The European Parliament says Le Pen, who is also an MEP as well as leader of France's National Front, incorrectly used the funds to pay an aide, Catherine Griset, who was based at the party's headquarters in Paris and not at the assembly, which meets in both Brussels and Strasbourg, eastern France.
The parliamentary source in Brussels, who asked not to be named, said the aim was not to punish Le Pen but to recover the funds involved.
Le Pen and her representatives had had "many occasions" to explain her position, the source said.
MEP salaries are paid on the 15th of each month, so the procedure could begin shortly, the source said, adding that it could amount to €8,000 euros per month when other parliamentary payments are included.
The source said parliament believes this is the normal procedure in such cases.
Griset was employed by the National Front as an "accredited assistant" between 2010 and 2016.

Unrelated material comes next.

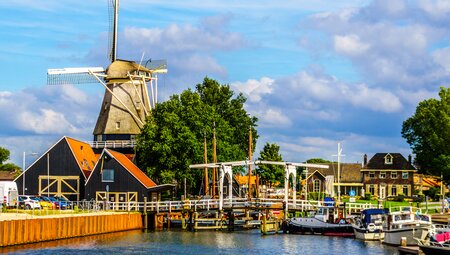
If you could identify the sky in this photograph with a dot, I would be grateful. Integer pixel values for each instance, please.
(315, 73)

The European Parliament is also looking into more than €41,500 paid to Thierry Legier, who is Le Pen's bodyguard.
Le Pen told AFP Tuesday she had never received the money and compared the case with allegations that her conservative challenger in the presidential election, Francois Fillon, paid his wife and children around €900,000 for "fake jobs" as parliamentary assistants.
"To repay the money, I would have had to receive it in the first place, but I am not Francois Fillon," she said.
"Furthermore, I formally contest this unilateral and illegal decision," Le Pen added.
National Front treasurer Wallerand de Saint-Just confirmed Tuesday that Le Pen had refused to repay the funds.